Spooky night -- temp is four degrees.
He might have been a pilot for how he sees.
Instead, he veers around
all eerie things arising
from the murk. Sentinel son,
he's come from seeing
his mother, who's working hard
and harder at her job
of staying alive for one
more night. She's a Nana
two times over now, two more boys,
young enough not to know
yet the scent of death, its pall.
On they drive, the man and death.
His sister met him in the hall;
she going in, he going out,
revolving loves to help sustain
the one who gave them life.
He asked his younger sib,
"Double double for your trouble?"
A joke as old as they, a family line
passed down from Dad, no longer
here, but here, amid
the bustle and despair.
"Same as Mom," she said, and sighed,
then nearly laughed, and then she cried
a rapid tear, just one, before she
hiked her shoulders up and told him
No ... I just want Mom to live.
He couldn't speak to that.
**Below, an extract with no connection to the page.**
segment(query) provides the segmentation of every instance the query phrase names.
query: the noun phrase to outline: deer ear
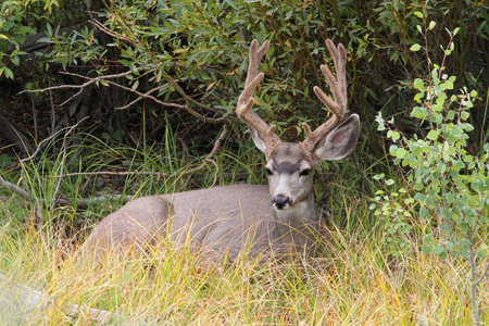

No menu
for that fist within their guts
that every child will crave
when pinned beneath the antiseptic
light of dour relief by drugs
that quell the chains of pain.
No menu nor a drug
to set a plug into that drain.
He let his sister go.
She didn't see his eyes
skitter for a chair as soon
as she had gone around a bend.
His knees went soft. He couldn't
leave. He couldn't drive.
He wanted them to live:
Sister, mother, wife at home,
both his kids, and he himself
who backed into the wall,
sluggish with the grief
of thinking How, and When.
No coffee to appease
his need to be a god, to save
the lives he couldn't save.
He could only cup his palms
around the bones that shook
his legs to gel, to murmur Thank you,
thank you ... for in this moment, all is well.